Lifestyle

Man returns library book borrowed by mom 84 years ago

Better very late than never.

A book that had been checked out of a library in Shreveport, La. — 84 years ago — was recently returned to startled librarians.

The prodigal book, a slightly battered, 1915 edition of Spoon River Anthology by Edgar Lee Masters, was found, and returned, by an unnamed man who’d been cleaning out his mother’s house, according to staff at the Shreve Memorial Library.

His mother had checked it out when she was just eleven years old, and the accompanying library card was stamped “Due April 14, 1934.”

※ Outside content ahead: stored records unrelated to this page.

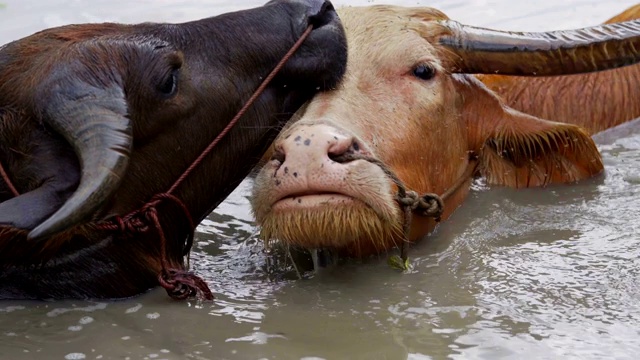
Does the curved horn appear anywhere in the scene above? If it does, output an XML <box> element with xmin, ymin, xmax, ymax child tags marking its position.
<box><xmin>28</xmin><ymin>83</ymin><xmax>133</xmax><ymax>239</ymax></box>
<box><xmin>440</xmin><ymin>20</ymin><xmax>640</xmax><ymax>76</ymax></box>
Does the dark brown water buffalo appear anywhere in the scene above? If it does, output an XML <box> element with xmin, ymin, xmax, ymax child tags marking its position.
<box><xmin>0</xmin><ymin>0</ymin><xmax>346</xmax><ymax>298</ymax></box>
<box><xmin>252</xmin><ymin>6</ymin><xmax>640</xmax><ymax>256</ymax></box>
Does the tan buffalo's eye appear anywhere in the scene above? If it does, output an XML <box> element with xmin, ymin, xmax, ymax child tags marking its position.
<box><xmin>413</xmin><ymin>64</ymin><xmax>436</xmax><ymax>80</ymax></box>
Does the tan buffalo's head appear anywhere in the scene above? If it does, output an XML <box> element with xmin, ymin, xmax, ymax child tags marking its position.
<box><xmin>252</xmin><ymin>6</ymin><xmax>640</xmax><ymax>256</ymax></box>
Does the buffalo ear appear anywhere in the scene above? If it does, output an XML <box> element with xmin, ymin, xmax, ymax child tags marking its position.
<box><xmin>479</xmin><ymin>108</ymin><xmax>603</xmax><ymax>188</ymax></box>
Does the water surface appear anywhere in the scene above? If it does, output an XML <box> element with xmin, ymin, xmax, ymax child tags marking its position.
<box><xmin>0</xmin><ymin>0</ymin><xmax>640</xmax><ymax>359</ymax></box>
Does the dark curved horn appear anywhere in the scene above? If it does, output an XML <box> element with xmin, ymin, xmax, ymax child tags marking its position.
<box><xmin>28</xmin><ymin>84</ymin><xmax>133</xmax><ymax>239</ymax></box>
<box><xmin>440</xmin><ymin>20</ymin><xmax>640</xmax><ymax>76</ymax></box>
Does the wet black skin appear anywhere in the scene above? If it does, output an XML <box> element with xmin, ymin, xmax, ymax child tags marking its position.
<box><xmin>0</xmin><ymin>0</ymin><xmax>346</xmax><ymax>299</ymax></box>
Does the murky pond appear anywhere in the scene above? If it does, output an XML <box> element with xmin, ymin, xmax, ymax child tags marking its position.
<box><xmin>0</xmin><ymin>0</ymin><xmax>640</xmax><ymax>359</ymax></box>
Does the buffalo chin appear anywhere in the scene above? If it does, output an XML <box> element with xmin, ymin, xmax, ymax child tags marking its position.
<box><xmin>260</xmin><ymin>200</ymin><xmax>402</xmax><ymax>257</ymax></box>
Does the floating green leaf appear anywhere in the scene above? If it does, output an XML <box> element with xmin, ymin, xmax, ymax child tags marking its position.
<box><xmin>387</xmin><ymin>255</ymin><xmax>409</xmax><ymax>271</ymax></box>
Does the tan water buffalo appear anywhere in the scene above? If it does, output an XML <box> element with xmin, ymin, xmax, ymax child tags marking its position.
<box><xmin>0</xmin><ymin>0</ymin><xmax>347</xmax><ymax>299</ymax></box>
<box><xmin>252</xmin><ymin>6</ymin><xmax>640</xmax><ymax>256</ymax></box>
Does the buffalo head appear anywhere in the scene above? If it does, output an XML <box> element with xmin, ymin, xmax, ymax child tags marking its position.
<box><xmin>0</xmin><ymin>0</ymin><xmax>346</xmax><ymax>297</ymax></box>
<box><xmin>252</xmin><ymin>6</ymin><xmax>640</xmax><ymax>256</ymax></box>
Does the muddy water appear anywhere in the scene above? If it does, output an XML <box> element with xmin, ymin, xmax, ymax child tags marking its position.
<box><xmin>0</xmin><ymin>0</ymin><xmax>640</xmax><ymax>359</ymax></box>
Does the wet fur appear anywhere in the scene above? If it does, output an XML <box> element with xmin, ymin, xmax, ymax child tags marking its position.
<box><xmin>252</xmin><ymin>6</ymin><xmax>640</xmax><ymax>256</ymax></box>
<box><xmin>0</xmin><ymin>2</ymin><xmax>346</xmax><ymax>299</ymax></box>
<box><xmin>477</xmin><ymin>5</ymin><xmax>640</xmax><ymax>135</ymax></box>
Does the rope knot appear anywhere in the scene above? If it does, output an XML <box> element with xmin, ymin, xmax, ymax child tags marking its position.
<box><xmin>398</xmin><ymin>191</ymin><xmax>444</xmax><ymax>221</ymax></box>
<box><xmin>158</xmin><ymin>269</ymin><xmax>213</xmax><ymax>300</ymax></box>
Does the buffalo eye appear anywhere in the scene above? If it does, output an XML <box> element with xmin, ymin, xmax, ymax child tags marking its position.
<box><xmin>158</xmin><ymin>69</ymin><xmax>178</xmax><ymax>96</ymax></box>
<box><xmin>413</xmin><ymin>64</ymin><xmax>436</xmax><ymax>80</ymax></box>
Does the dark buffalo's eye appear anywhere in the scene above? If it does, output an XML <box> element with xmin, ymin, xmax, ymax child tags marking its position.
<box><xmin>158</xmin><ymin>69</ymin><xmax>178</xmax><ymax>96</ymax></box>
<box><xmin>413</xmin><ymin>65</ymin><xmax>436</xmax><ymax>80</ymax></box>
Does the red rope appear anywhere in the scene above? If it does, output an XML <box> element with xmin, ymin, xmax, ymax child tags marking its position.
<box><xmin>0</xmin><ymin>25</ymin><xmax>313</xmax><ymax>300</ymax></box>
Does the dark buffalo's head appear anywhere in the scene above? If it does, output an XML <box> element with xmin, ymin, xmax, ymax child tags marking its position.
<box><xmin>0</xmin><ymin>0</ymin><xmax>346</xmax><ymax>248</ymax></box>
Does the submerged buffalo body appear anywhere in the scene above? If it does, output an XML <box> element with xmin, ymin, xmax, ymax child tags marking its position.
<box><xmin>0</xmin><ymin>0</ymin><xmax>346</xmax><ymax>298</ymax></box>
<box><xmin>252</xmin><ymin>6</ymin><xmax>640</xmax><ymax>256</ymax></box>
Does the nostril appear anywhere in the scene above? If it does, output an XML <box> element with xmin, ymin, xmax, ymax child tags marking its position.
<box><xmin>329</xmin><ymin>139</ymin><xmax>362</xmax><ymax>163</ymax></box>
<box><xmin>270</xmin><ymin>149</ymin><xmax>286</xmax><ymax>164</ymax></box>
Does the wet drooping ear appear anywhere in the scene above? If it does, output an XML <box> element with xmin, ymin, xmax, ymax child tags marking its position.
<box><xmin>605</xmin><ymin>5</ymin><xmax>640</xmax><ymax>24</ymax></box>
<box><xmin>478</xmin><ymin>108</ymin><xmax>603</xmax><ymax>188</ymax></box>
<box><xmin>460</xmin><ymin>75</ymin><xmax>603</xmax><ymax>188</ymax></box>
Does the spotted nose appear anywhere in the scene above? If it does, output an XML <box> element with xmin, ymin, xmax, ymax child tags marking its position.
<box><xmin>275</xmin><ymin>124</ymin><xmax>362</xmax><ymax>176</ymax></box>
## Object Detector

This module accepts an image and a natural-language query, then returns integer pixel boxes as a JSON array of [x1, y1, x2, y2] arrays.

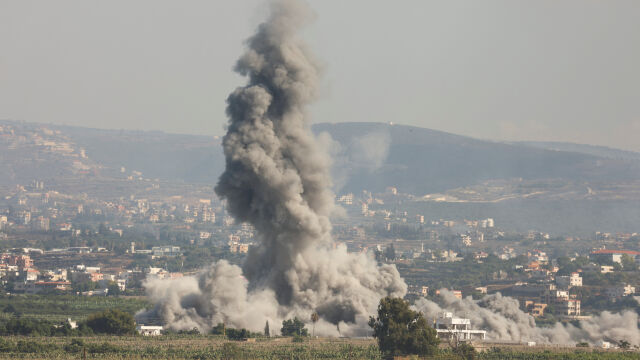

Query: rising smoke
[[140, 0, 406, 335], [415, 290, 640, 345]]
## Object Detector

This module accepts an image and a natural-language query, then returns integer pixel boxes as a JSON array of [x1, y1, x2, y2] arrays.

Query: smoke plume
[[415, 290, 640, 345], [141, 0, 406, 335]]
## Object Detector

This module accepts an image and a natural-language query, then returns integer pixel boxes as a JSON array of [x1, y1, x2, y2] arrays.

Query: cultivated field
[[0, 335, 640, 360]]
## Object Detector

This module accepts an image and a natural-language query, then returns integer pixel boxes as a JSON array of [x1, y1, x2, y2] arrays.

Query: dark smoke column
[[143, 0, 406, 335], [216, 1, 333, 304]]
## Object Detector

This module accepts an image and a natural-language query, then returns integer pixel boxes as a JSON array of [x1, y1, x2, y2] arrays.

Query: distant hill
[[0, 122, 640, 196], [313, 123, 640, 195], [512, 141, 640, 161], [47, 126, 224, 183]]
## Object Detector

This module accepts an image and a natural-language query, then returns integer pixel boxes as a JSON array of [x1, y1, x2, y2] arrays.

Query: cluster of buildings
[[0, 249, 182, 296]]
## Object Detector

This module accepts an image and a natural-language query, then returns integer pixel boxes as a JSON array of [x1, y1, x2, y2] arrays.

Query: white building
[[136, 325, 162, 336], [434, 312, 487, 341], [556, 272, 582, 289], [606, 285, 636, 299]]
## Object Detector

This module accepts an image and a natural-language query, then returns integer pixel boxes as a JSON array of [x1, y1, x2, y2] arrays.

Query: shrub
[[280, 317, 309, 336], [369, 297, 440, 356], [86, 309, 136, 335]]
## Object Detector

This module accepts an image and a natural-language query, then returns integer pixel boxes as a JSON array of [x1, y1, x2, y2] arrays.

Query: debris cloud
[[139, 0, 406, 335], [415, 289, 640, 345]]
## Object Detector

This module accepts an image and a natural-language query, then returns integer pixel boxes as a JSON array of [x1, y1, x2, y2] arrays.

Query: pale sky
[[0, 0, 640, 151]]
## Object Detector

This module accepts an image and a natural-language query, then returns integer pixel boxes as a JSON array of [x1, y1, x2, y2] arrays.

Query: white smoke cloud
[[415, 290, 640, 345], [139, 0, 406, 335]]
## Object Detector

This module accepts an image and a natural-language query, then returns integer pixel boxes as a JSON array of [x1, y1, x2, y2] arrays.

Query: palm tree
[[311, 311, 320, 337]]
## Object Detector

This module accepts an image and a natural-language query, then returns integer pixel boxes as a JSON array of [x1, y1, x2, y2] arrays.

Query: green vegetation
[[369, 297, 440, 356], [0, 295, 148, 322], [397, 255, 527, 289], [86, 309, 136, 335], [280, 317, 309, 336]]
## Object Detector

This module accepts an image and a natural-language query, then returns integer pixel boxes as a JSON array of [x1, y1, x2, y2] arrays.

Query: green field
[[0, 335, 640, 360], [0, 295, 149, 322]]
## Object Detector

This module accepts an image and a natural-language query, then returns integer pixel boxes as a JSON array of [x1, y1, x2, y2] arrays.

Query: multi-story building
[[555, 299, 580, 316], [434, 312, 487, 341]]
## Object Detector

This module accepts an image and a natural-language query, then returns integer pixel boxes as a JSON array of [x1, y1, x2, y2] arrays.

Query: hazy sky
[[0, 0, 640, 151]]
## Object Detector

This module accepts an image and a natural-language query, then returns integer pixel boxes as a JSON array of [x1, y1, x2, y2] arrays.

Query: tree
[[384, 244, 396, 261], [369, 297, 440, 355], [311, 312, 320, 336], [86, 309, 136, 335], [280, 317, 309, 336], [622, 254, 638, 271], [107, 281, 120, 296]]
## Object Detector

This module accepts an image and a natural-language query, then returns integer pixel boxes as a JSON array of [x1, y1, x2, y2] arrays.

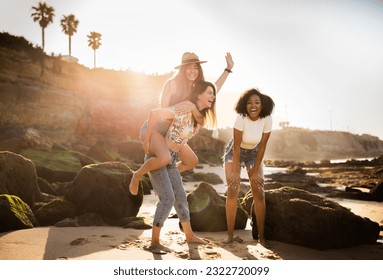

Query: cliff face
[[220, 128, 383, 161], [0, 41, 169, 149], [0, 33, 383, 161]]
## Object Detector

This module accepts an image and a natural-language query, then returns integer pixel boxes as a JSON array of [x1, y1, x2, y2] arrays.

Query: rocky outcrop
[[252, 187, 380, 250], [0, 33, 170, 150], [0, 151, 41, 207], [0, 194, 38, 232], [65, 162, 143, 222], [219, 127, 383, 162], [187, 182, 248, 232]]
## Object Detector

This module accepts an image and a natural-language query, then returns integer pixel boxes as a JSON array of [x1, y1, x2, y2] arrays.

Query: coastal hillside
[[219, 127, 383, 161], [0, 33, 383, 161]]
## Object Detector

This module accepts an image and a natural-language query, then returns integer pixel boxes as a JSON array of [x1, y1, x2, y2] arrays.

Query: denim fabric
[[223, 139, 258, 169], [145, 152, 190, 227]]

“Five cents a day is charged for each book kept overtime,” a card-holder glued into the book instructs.

At that rate, a fine of more than $1,500 would be owed, the Shreveport Times reported.

But the library’s current maximum fine is $3. And even that amount was waived, the paper reported.

Photos of the book were posted recently to the library’s Facebook page, along with a note written by the librarian who accepted it earlier this week.

“Patron’s mother checked out book in 1934, when she was 11 years old,” the note read.

“Patron found it when cleaning out the house & returned to Main [library] 10/1/2018.”

Even though it’s a first edition, it’s in “pretty rough shape,” so probably not worth much, a library staffer told the Associated Press.

“Spoon River Anthology” is a book of free verse by Edgar Lee Masters, with each poem written from the viewpoint of a dead person in the imaginary town.

“We thought that the title was appropriately spooky to turn up again after all this time right around Halloween,” the library posted on Facebook.

When a Facebook user asked what would happen to the book now, a staffer responded that it will remain out of circulation.

“The binding is loose and it is an old book, so it has been decommissioned,” the staffer wrote.

The library still charges just five cents a day for overdue books.